Neue KinoleinwandRiesenfernseher mit 26 Millionen LEDs
Filmromantiker werden das nicht so gerne hören. In Esslingen gibt es jetzt die erste Kinoleinwand, die ohne Projektor funktioniert. Das Bild kommt mithilfe kleiner LEDs direkt aus der Leinwand.
Projektion war gestern. Die Leinwand im Kino Traumpalast in Esslingen bei Stuttgart ist im Prinzip ein riesiger Fernseher. Die Technik, mit winzig kleinen Leuchtdioden ein Bild zu erzeugen, gibt es bei Fernsehen schon länger. Bis jetzt aber noch nicht in dieser Größenordnung: Über zehn Meter breit und fünfeinhalb Meter hoch ist die Leinwand in Esslingen. Sie besteht aus mehr als 26 Millionen einzelnen LEDs, die sich auf rechteckigen Modulen befinden, die zu der großen Leinwand zusammengesteckt wurden.
Mehr Kontrast, mehr Präzision
Das Bild der LED-Leinwand soll deutlich besser sein, erklärt Sebastian Sonntag von Deutschlandfunk Nova: besser für Augen und Hirn der Rezipienten und mit längerer Lebensdauer. Im März hat der Leinwandhersteller Samsung bereits in Zürich die erste LED-Leinwand in ein Kino eingebaut. Die technischen Vorteile hat Kinobetreiber Eduard Stöckli im Schweizer Fernsehen erklärt.
"Über die ganze Lebensdauer der Leinwand bleibt das Bild gleich gut und präzise. Die 3-D-Technik ist viel ruhiger und stabiler, das ist angenehmer für das Auge und das Hirn."
Die 4-K-Auflösung macht ein gestochen scharfes HDR-Bild möglich. HDR steht für High Dynamic Range, also für eine Darstellung mit hohem Kontrast.

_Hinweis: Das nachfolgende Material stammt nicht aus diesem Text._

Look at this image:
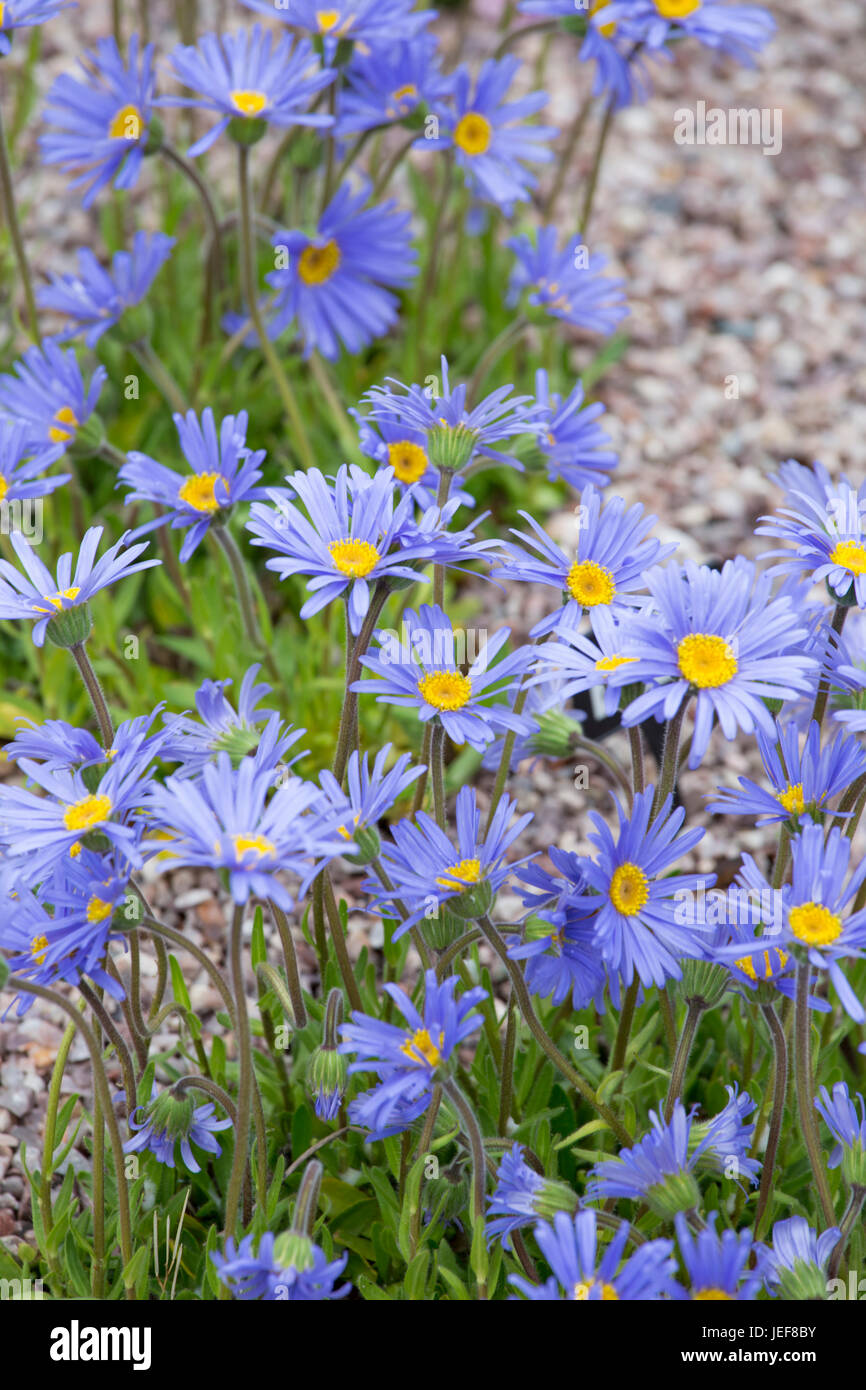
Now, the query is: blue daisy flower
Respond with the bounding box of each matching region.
[210,1232,352,1302]
[364,357,542,471]
[352,603,532,749]
[0,525,160,646]
[758,1216,841,1300]
[38,232,175,348]
[509,1211,677,1302]
[0,338,108,449]
[674,1212,762,1302]
[39,35,154,207]
[500,487,676,637]
[535,367,619,492]
[147,752,346,912]
[265,181,418,360]
[124,1081,232,1173]
[706,719,866,824]
[246,464,481,635]
[623,556,817,767]
[364,787,532,941]
[574,787,716,988]
[339,970,487,1136]
[506,227,628,335]
[430,57,559,215]
[0,0,78,57]
[0,416,71,511]
[117,407,267,563]
[242,0,435,63]
[334,33,453,139]
[157,25,335,158]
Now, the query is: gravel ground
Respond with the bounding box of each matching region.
[0,0,866,1248]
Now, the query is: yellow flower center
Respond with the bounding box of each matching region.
[297,240,342,285]
[400,1029,445,1070]
[677,632,737,691]
[418,671,473,709]
[328,530,382,580]
[566,560,616,607]
[655,0,701,19]
[232,835,277,859]
[63,795,111,833]
[830,541,866,574]
[610,863,649,917]
[49,406,78,443]
[88,894,114,922]
[595,656,637,671]
[589,0,616,39]
[574,1279,620,1302]
[455,111,493,157]
[108,106,142,140]
[36,587,81,613]
[388,439,427,482]
[776,783,806,816]
[788,902,842,947]
[178,473,228,512]
[229,90,268,115]
[436,859,482,888]
[735,951,788,983]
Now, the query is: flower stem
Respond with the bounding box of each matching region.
[238,145,316,468]
[795,960,835,1226]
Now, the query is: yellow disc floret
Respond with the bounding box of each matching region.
[788,902,842,947]
[610,863,649,917]
[566,560,616,607]
[677,632,738,691]
[418,671,473,709]
[328,539,382,580]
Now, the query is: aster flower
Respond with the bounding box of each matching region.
[815,1081,866,1187]
[0,525,160,646]
[535,367,619,492]
[506,227,628,335]
[124,1081,232,1173]
[574,787,716,988]
[117,407,265,563]
[423,57,559,214]
[352,603,532,749]
[623,556,816,767]
[758,1216,841,1301]
[364,357,541,473]
[210,1232,352,1302]
[674,1212,762,1302]
[157,26,334,158]
[0,416,70,514]
[318,744,424,858]
[708,719,866,824]
[247,466,473,635]
[242,0,435,63]
[147,752,345,912]
[265,181,418,360]
[756,482,866,609]
[334,33,453,138]
[39,35,154,207]
[0,338,108,450]
[502,487,676,637]
[509,1211,677,1302]
[720,824,866,1023]
[339,970,487,1137]
[487,1144,577,1250]
[0,0,76,57]
[38,232,174,348]
[364,787,532,941]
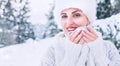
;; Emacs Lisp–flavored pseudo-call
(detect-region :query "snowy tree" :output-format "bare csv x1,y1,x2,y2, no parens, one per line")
0,0,34,46
93,13,120,51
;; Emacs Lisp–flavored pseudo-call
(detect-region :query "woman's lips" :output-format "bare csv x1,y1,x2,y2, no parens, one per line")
67,27,77,32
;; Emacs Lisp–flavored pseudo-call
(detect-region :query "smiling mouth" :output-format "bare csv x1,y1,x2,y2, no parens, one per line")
67,27,77,32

Technisch dem Beamer überlegen
Gerade was den Kontrast angeht, schlägt die LED-Leinwand jeden Beamer um Längen. Das liegt vor allem daran, dass die LED-Leinwand zehn mal heller ist als normale Kino-Projektoren. Deshalb kann man auch in dunklen Szenen noch jedes Detail erkennen. Und deshalb ist schwarz auch richtig schwarz. Auch weil es eben keine Lichtstrahlen mehr im Saal gibt durch die Projektion.

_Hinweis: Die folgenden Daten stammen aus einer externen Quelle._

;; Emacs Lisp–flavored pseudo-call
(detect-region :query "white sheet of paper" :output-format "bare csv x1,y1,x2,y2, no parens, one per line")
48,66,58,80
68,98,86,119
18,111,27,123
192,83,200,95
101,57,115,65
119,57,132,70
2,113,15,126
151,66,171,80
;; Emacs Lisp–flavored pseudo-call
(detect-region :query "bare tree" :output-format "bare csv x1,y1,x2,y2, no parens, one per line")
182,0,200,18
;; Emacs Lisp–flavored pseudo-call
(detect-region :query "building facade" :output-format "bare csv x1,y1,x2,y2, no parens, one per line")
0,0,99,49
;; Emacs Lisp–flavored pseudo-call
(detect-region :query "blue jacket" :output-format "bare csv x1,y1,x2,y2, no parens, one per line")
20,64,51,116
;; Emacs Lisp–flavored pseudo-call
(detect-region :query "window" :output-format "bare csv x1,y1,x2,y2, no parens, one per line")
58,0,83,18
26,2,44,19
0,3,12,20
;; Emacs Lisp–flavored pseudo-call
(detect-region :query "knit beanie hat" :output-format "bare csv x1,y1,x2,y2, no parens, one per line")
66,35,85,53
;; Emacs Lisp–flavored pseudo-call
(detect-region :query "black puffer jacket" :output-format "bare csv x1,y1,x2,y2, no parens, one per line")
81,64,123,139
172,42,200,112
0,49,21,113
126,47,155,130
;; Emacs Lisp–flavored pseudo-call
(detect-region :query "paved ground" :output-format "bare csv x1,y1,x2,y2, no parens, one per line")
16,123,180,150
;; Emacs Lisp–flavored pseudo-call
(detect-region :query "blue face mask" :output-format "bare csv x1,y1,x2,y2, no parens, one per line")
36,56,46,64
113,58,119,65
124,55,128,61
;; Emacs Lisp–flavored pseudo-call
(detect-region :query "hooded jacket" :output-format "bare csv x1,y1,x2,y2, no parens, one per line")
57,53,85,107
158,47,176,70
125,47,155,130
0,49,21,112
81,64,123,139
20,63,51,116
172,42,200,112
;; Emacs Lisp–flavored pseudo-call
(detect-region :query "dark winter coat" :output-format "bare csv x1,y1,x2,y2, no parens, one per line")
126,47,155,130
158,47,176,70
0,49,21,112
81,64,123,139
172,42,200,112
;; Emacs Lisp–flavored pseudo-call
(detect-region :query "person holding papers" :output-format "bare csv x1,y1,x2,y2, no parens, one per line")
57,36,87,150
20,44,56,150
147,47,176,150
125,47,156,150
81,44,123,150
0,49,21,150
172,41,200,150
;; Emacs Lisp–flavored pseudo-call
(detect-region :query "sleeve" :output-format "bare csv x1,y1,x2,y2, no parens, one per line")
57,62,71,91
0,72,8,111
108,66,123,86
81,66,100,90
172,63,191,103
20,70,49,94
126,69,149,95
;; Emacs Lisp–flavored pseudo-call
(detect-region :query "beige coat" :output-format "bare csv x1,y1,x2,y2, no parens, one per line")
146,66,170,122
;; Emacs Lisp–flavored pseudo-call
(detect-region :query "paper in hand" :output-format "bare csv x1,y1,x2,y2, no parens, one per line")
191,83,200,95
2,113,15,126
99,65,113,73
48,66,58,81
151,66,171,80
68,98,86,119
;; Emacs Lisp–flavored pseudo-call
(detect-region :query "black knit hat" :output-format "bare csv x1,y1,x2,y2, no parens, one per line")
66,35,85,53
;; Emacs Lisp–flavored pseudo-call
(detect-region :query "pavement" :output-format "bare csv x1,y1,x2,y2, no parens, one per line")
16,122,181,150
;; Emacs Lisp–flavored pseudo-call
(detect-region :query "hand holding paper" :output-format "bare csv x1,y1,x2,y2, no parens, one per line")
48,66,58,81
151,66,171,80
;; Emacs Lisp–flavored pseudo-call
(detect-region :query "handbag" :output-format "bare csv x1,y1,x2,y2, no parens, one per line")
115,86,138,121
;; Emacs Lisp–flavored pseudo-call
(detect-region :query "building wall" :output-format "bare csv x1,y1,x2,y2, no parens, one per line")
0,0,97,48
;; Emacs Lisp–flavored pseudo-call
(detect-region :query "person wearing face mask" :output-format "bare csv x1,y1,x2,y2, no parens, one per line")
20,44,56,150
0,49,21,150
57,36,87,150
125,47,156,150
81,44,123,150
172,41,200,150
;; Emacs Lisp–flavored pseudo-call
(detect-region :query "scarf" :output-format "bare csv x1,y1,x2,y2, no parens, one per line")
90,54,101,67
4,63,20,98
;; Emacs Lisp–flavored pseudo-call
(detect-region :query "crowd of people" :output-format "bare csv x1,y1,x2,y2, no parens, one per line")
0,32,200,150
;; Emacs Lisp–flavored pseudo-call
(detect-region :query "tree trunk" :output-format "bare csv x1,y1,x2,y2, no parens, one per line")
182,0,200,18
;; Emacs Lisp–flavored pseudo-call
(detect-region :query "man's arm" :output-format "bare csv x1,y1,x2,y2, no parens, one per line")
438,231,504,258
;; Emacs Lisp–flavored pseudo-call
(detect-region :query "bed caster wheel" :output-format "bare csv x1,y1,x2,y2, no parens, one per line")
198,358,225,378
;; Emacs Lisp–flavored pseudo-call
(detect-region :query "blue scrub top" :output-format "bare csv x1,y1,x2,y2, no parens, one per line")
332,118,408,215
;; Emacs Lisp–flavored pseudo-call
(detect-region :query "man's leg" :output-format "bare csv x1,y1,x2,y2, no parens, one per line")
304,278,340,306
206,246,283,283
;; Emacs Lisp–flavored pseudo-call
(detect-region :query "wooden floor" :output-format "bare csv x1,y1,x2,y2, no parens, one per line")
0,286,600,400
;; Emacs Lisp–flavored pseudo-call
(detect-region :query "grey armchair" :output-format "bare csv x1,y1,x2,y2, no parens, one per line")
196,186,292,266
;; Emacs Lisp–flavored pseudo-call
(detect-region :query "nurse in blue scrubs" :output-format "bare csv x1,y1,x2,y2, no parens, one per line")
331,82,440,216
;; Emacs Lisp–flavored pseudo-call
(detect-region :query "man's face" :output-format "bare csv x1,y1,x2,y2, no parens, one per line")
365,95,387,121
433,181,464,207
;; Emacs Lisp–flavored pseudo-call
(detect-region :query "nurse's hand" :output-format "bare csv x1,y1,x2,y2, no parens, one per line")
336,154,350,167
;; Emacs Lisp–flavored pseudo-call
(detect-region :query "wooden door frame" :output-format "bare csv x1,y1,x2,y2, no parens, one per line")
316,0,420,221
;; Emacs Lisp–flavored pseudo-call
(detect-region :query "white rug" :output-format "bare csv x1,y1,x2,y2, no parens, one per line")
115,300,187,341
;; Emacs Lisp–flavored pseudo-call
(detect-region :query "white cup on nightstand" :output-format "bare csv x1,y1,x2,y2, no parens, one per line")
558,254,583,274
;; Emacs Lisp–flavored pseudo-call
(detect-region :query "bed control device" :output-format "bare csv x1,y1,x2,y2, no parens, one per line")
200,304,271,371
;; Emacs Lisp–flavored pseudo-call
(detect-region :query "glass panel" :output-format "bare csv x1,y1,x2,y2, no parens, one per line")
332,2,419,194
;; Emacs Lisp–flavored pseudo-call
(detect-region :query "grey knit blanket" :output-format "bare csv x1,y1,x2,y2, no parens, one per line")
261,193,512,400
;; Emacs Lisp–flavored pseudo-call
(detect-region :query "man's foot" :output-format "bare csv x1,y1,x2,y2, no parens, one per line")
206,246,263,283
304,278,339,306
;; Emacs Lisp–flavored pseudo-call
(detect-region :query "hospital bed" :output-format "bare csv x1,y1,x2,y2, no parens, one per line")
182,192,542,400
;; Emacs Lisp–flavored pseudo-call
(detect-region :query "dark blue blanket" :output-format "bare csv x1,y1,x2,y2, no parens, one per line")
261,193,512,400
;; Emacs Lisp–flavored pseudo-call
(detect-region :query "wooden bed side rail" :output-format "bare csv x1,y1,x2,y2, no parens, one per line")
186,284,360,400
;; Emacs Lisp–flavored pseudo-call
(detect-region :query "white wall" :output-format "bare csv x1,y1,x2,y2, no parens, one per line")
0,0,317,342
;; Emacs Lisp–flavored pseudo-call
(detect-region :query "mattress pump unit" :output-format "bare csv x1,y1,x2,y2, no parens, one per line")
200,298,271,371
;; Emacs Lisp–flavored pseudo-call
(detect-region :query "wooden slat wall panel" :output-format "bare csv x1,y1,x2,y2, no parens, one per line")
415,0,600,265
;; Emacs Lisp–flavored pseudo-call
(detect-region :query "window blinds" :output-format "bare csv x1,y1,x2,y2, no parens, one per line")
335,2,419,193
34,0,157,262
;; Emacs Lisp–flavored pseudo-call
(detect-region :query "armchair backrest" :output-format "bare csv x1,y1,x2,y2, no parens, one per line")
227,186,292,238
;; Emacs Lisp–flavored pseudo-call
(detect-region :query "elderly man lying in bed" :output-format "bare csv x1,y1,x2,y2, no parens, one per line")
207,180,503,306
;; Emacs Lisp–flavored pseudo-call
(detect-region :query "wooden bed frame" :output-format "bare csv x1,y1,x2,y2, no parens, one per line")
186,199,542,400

"Wir haben keine Projektionsstrahlen mehr im Raum. Wir haben jetzt endlich das 'cinema obscure', von dem die Kinorealisatoren geträumt haben: einen dunklen Raum mit einer beleuchteten Leinwand."

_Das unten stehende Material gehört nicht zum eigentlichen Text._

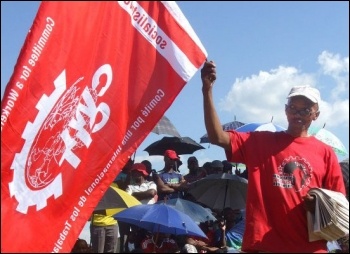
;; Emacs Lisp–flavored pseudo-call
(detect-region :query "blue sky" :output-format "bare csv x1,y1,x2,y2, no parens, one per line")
1,1,349,241
1,1,349,173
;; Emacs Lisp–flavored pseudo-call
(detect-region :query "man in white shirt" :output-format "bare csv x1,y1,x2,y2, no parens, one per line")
125,163,158,204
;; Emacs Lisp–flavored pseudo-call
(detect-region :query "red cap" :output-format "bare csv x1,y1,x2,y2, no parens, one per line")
131,163,148,176
164,150,180,160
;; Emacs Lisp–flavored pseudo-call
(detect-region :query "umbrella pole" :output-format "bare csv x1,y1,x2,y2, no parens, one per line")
153,225,160,252
223,180,228,209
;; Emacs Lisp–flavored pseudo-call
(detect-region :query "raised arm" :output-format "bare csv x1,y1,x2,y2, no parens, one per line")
201,61,231,150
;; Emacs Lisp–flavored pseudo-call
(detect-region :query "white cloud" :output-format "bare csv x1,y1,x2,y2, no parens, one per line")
219,51,349,132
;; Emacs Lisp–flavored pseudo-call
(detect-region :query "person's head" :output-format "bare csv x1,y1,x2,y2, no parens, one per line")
222,207,242,223
131,163,148,184
122,157,134,173
187,156,198,171
285,86,321,136
211,160,224,174
164,150,182,171
71,238,91,253
202,161,212,175
141,160,152,174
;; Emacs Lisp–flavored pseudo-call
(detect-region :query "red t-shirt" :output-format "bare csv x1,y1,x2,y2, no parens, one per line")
225,131,345,253
141,238,179,253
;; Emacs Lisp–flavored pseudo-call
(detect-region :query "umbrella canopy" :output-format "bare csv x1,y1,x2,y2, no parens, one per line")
113,203,207,238
94,184,141,215
187,173,248,211
236,122,286,132
145,137,204,155
152,116,181,137
200,121,244,143
156,198,216,223
308,126,348,155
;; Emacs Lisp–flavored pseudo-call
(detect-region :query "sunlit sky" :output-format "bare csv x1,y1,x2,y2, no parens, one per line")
1,1,349,173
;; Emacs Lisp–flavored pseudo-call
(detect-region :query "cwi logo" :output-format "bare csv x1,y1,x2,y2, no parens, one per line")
9,64,113,214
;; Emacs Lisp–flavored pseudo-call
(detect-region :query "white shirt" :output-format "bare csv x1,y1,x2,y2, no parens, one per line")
125,181,158,204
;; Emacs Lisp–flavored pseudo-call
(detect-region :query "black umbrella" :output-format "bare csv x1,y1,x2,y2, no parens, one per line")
144,137,204,155
200,120,244,143
152,116,181,137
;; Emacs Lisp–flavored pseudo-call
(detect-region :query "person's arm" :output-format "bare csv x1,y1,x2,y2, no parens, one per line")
303,194,316,213
201,61,231,150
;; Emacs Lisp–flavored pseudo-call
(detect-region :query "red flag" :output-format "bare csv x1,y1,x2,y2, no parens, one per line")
1,1,207,252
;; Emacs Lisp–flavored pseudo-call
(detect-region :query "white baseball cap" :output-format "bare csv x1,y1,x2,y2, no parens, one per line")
287,86,321,103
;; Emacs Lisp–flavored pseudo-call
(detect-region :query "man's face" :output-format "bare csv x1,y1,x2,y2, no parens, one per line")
187,159,198,170
285,96,320,131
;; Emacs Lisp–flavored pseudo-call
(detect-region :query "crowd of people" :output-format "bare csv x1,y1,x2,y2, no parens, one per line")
70,61,349,253
74,150,249,253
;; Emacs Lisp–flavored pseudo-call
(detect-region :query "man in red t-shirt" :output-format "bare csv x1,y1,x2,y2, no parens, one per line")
201,61,345,253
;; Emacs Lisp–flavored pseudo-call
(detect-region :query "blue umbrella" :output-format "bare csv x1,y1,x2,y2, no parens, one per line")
236,122,286,132
157,198,216,223
113,204,207,238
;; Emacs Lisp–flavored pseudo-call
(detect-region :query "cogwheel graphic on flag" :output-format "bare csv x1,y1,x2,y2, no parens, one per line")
9,71,96,214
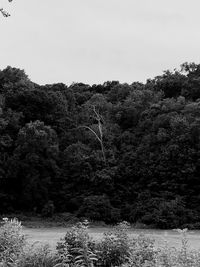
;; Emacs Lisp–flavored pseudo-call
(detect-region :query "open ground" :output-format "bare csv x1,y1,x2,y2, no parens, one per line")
23,227,200,252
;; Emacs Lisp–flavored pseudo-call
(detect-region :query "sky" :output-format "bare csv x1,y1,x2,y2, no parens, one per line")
0,0,200,85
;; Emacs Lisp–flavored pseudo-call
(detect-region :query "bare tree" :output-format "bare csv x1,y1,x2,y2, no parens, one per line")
0,0,13,18
78,106,106,163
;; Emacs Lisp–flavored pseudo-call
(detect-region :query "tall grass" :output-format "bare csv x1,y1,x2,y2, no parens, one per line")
0,218,200,267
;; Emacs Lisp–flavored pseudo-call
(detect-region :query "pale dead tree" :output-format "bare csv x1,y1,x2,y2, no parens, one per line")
78,106,106,163
0,0,13,18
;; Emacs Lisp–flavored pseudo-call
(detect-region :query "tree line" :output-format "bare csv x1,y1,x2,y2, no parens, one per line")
0,63,200,228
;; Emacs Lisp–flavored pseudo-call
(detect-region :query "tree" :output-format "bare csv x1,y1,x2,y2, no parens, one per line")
0,0,13,17
9,121,59,211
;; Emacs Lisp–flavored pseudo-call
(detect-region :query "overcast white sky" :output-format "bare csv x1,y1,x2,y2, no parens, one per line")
0,0,200,84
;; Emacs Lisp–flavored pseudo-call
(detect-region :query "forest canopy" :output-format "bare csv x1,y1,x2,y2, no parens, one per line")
0,63,200,228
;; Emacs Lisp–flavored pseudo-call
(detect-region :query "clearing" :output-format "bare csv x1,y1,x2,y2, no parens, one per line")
23,227,200,249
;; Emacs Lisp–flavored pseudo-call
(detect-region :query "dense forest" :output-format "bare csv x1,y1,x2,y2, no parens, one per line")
0,63,200,228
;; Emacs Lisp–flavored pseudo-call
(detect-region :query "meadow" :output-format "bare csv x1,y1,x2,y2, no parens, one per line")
23,227,200,249
0,218,200,267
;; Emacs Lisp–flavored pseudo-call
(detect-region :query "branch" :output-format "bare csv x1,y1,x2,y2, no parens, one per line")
78,125,101,143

Der Film werde zum Zentrum des Erlebnisses, nicht mehr das Außenherum des Kinosaales, so Stöckli. Zumindest optisch trifft das zu – wenn neben euch jemand sitzt, der ununterbrochen mit der Chipstüte raschelt, dürfte es schwer sein, den Kinosaal zu vergessen, mutmaßt Sebastian Sonntag von Deutschlandfunk Nova.
Mehr Geld pro Vorstellung
Was so eine LED-Leinwand kostet, ist nicht bekannt. Der Kinobetreiber in Esslingen hat aber für die komplette Renovierung des neuen Kinosaals ungefähr eine Million Euro ausgegeben, inklusive LED-Leinwand. Günstig ist das Ganze also keinesfalls – die Betreiber versprechen sich allerdings diverse Vorteile im Betrieb:
- Die Betreiber können sich den Projektionsraum sparen und somit mehr Sitzreihen einbauen, also Kinotickets verkaufen
- Da es keinen Projektionsstrahl mehr gibt, vor dem die Leute sitzen könnten, lassen sich auch die Sitze viel steiler im Raum anbringen – das schafft zusätzlich Platz
- Die LED-Wand soll mindestens elf Jahre im Dauerbetrieb durchhalten
- Wenn doch mal was kaputt geht, lassen sich einzelne Module austauschen
- Die Betriebskosten sind ähnlich hoch wie bei einem Projektor
Viele Leute, die schon einen Film auf der LED-Leinwand angeschaut haben, sprechen von einem guten Erlebnis. Sie loben die satten Farben, die Schärfe und den Kontrast der Bilder.
Nachteile: Größe, Sound, Ticketpreise
Im Vergleich zu vielen neuen Kinos sind die LED-Leinwande allerdings (bisher) verhältnismäßig klein, bemängelt Sebastian Sonntag. Für den einen oder anderen komme deshalb möglicherweise noch mehr Kinoerlebnis auf, wenn sie oder er sich einen Film auf einer Riesenleinwand mit Laserprojektor anschaut – auch wenn das Bild deutlich schlechter ist.
Ein weiterer Nachteil ist der Sound. Bei herkömmlichen Leinwänden stehen die Boxen hinter der Leinwand. Das geht bei der LED-Leinwand nicht, deshalb müssen wie sie rund um die Leinwand positioniert werden. Für Menschen mit feinen Ohren klingt das nicht so gut, gerade was den Bass angeht.
Der Kinobetreiber in Esslingen lässt sich die neue Leinwand außerdem noch mal extra mit zwei Euro pro Vorstellung bezahlen. LED-Kino plus 3D könnte also ein ziemlich teurer Spaß werden.
Eines ist aber klar, glaubt Sebastian Sonntag: Die Vorteile sprechen für die neue Technik und vermutlich wird es nicht lange dauern, bis in Deutschland weitere LED-Kinos aufmachen.